Extend/improve getSliceBounds() / complete TODO + update unionBoundingBox

- compute slices precisely where the destination iteration depends on multiple source
  iterations (instead of over-approximating to the whole source loop extent)
- update unionBoundingBox to deal with input with non-matching symbols
- reenable disabled backend test case

PiperOrigin-RevId: 234714069
diff --git a/include/mlir/IR/AffineExpr.h b/include/mlir/IR/AffineExpr.h
index d7eab0f..a652ff6 100644
--- a/include/mlir/IR/AffineExpr.h
+++ b/include/mlir/IR/AffineExpr.h
@@ -222,6 +222,15 @@
 AffineExpr getAffineBinaryOpExpr(AffineExprKind kind, AffineExpr lhs,
                                  AffineExpr rhs);
 
+/// Constructs an affine expression from a flat ArrayRef. If there are local
+/// identifiers (neither dimensional nor symbolic) that appear in the sum of
+/// products expression, 'localExprs' is expected to have the AffineExpr
+/// for it, and is substituted into. The ArrayRef 'eq' is expected to be in the
+/// format [dims, symbols, locals, constant term].
+AffineExpr toAffineExpr(ArrayRef<int64_t> eq, unsigned numDims,
+                        unsigned numSymbols, ArrayRef<AffineExpr> localExprs,
+                        MLIRContext *context);
+
 raw_ostream &operator<<(raw_ostream &os, AffineExpr &expr);
 
 template <typename U> bool AffineExpr::isa() const {
diff --git a/include/mlir/IR/AffineStructures.h b/include/mlir/IR/AffineStructures.h
index c90731c..20ca7d7 100644
--- a/include/mlir/IR/AffineStructures.h
+++ b/include/mlir/IR/AffineStructures.h
@@ -424,7 +424,8 @@
   bool findId(const Value &id, unsigned *pos) const;
 
   // Add identifiers of the specified kind - specified positions are relative to
-  // the kind of identifier. 'id' is the Value corresponding to the
+  // the kind of identifier. The coefficient column corresponding to the added
+  // identifier is initialized to zero. 'id' is the Value corresponding to the
   // identifier that can optionally be provided.
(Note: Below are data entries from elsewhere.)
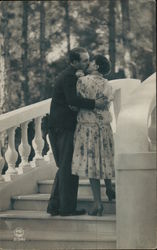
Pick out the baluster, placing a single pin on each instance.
(11, 155)
(2, 162)
(24, 149)
(38, 144)
(152, 131)
(49, 156)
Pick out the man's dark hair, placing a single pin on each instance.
(74, 54)
(103, 63)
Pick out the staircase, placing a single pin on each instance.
(28, 226)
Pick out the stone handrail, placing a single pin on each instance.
(21, 115)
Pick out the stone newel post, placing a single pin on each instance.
(136, 179)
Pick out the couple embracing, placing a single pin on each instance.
(80, 133)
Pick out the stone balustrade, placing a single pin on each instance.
(9, 122)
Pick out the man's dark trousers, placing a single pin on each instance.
(65, 187)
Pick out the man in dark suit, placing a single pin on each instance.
(62, 125)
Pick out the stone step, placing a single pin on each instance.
(45, 186)
(39, 202)
(42, 231)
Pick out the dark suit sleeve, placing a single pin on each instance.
(72, 98)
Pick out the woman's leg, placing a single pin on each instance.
(109, 190)
(95, 186)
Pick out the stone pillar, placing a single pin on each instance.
(136, 173)
(136, 204)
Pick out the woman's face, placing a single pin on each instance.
(92, 67)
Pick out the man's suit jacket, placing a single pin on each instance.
(64, 94)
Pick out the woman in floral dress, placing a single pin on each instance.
(93, 155)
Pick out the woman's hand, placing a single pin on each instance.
(101, 103)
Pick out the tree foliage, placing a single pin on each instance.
(39, 34)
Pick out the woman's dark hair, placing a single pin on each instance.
(103, 63)
(74, 54)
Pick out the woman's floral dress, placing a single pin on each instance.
(93, 139)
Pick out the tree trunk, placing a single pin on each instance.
(129, 66)
(4, 60)
(25, 86)
(67, 20)
(112, 35)
(42, 48)
(154, 34)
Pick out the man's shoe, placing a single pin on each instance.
(74, 213)
(53, 212)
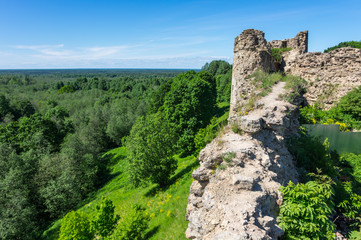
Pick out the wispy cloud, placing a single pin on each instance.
(169, 52)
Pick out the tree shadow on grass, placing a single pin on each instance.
(151, 192)
(151, 232)
(221, 110)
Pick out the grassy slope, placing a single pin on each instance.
(167, 207)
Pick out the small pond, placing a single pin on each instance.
(340, 141)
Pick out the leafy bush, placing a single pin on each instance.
(350, 104)
(350, 206)
(353, 44)
(66, 89)
(150, 151)
(311, 154)
(75, 226)
(105, 220)
(132, 226)
(306, 210)
(296, 86)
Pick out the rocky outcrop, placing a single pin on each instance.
(251, 52)
(330, 75)
(298, 43)
(235, 194)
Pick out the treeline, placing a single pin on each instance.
(353, 44)
(51, 141)
(328, 197)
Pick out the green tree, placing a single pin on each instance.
(306, 210)
(105, 220)
(151, 146)
(75, 226)
(354, 44)
(66, 89)
(217, 67)
(350, 104)
(189, 106)
(133, 225)
(18, 214)
(4, 106)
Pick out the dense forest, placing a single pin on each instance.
(108, 154)
(353, 44)
(56, 126)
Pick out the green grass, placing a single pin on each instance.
(167, 207)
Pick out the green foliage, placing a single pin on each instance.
(296, 86)
(350, 205)
(224, 83)
(350, 104)
(347, 111)
(354, 44)
(311, 154)
(306, 210)
(207, 134)
(105, 220)
(150, 147)
(66, 89)
(18, 213)
(133, 225)
(228, 157)
(277, 53)
(217, 67)
(189, 106)
(75, 226)
(4, 106)
(351, 168)
(355, 235)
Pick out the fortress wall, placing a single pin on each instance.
(251, 52)
(330, 75)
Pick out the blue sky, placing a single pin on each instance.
(159, 34)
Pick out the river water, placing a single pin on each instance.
(340, 141)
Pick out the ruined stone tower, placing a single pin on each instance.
(240, 200)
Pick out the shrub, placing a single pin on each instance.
(75, 226)
(306, 209)
(311, 154)
(105, 220)
(133, 225)
(353, 44)
(350, 104)
(150, 151)
(296, 85)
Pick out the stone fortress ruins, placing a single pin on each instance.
(241, 201)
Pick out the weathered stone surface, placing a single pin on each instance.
(242, 182)
(251, 52)
(241, 201)
(251, 124)
(330, 75)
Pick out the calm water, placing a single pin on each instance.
(340, 141)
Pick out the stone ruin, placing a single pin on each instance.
(241, 200)
(329, 75)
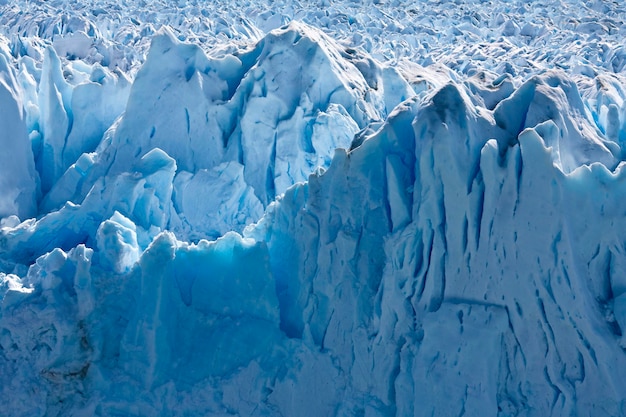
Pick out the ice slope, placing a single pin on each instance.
(459, 254)
(449, 264)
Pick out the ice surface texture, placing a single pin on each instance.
(290, 225)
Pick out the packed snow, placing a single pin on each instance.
(329, 208)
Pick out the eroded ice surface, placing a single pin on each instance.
(312, 209)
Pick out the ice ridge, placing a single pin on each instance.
(232, 233)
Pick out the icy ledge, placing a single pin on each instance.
(464, 245)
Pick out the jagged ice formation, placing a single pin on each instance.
(292, 226)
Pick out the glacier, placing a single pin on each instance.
(324, 209)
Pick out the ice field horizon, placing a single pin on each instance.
(326, 208)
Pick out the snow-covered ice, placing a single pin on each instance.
(326, 208)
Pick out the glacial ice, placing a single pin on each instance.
(326, 209)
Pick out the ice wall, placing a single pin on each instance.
(459, 253)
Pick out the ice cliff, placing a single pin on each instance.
(294, 228)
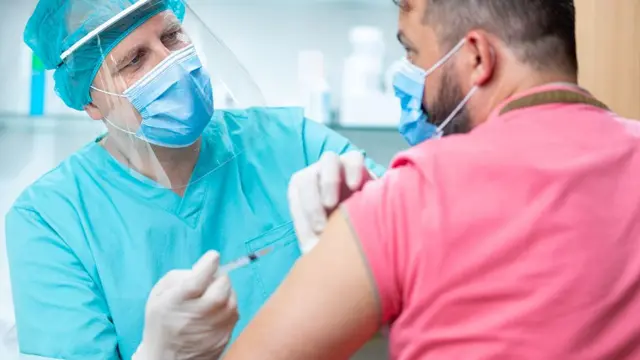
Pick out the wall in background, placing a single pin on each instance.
(608, 34)
(264, 35)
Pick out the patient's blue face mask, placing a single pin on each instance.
(175, 101)
(409, 84)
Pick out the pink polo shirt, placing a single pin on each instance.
(519, 240)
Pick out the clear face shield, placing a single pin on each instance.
(159, 68)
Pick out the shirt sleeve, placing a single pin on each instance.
(382, 217)
(60, 312)
(318, 139)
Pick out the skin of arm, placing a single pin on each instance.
(327, 307)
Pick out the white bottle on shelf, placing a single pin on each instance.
(314, 90)
(363, 103)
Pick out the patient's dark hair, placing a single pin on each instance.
(540, 32)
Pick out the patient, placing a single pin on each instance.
(516, 237)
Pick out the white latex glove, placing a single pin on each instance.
(190, 314)
(317, 190)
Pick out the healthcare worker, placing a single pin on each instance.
(516, 237)
(172, 179)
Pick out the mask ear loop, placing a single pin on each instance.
(461, 105)
(455, 112)
(446, 58)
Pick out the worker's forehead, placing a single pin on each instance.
(154, 27)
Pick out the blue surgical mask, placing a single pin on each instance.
(175, 101)
(409, 83)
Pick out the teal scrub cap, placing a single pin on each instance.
(57, 25)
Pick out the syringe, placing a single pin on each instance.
(244, 261)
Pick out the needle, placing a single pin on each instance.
(244, 261)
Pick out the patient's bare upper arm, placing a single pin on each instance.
(325, 309)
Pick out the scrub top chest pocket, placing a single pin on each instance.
(272, 268)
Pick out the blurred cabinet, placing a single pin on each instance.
(608, 35)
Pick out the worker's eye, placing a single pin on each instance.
(137, 60)
(172, 38)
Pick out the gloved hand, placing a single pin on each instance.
(317, 190)
(190, 314)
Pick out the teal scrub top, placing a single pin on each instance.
(87, 242)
   void addDimId(unsigned pos, Value *id = nullptr);
   void addSymbolId(unsigned pos, Value *id = nullptr);
@@ -579,6 +580,17 @@
   /// one; None otherwise.
   Optional<int64_t> getConstantUpperBound(unsigned pos) const;
 
+  /// Gets the lower and upper bound of the pos^th identifier treating
+  /// [dimStartPos, symbStartPos) as dimensions and [symStartPos,
+  /// getNumDimAndSymbolIds) as symbols. The returned multi-dimensional maps
+  /// in the pair represent the max and min of potentially multiple affine
+  /// expressions. The upper bound is exclusive. 'localExprs' holds pre-computed
+  /// AffineExpr's for all local identifiers in the system.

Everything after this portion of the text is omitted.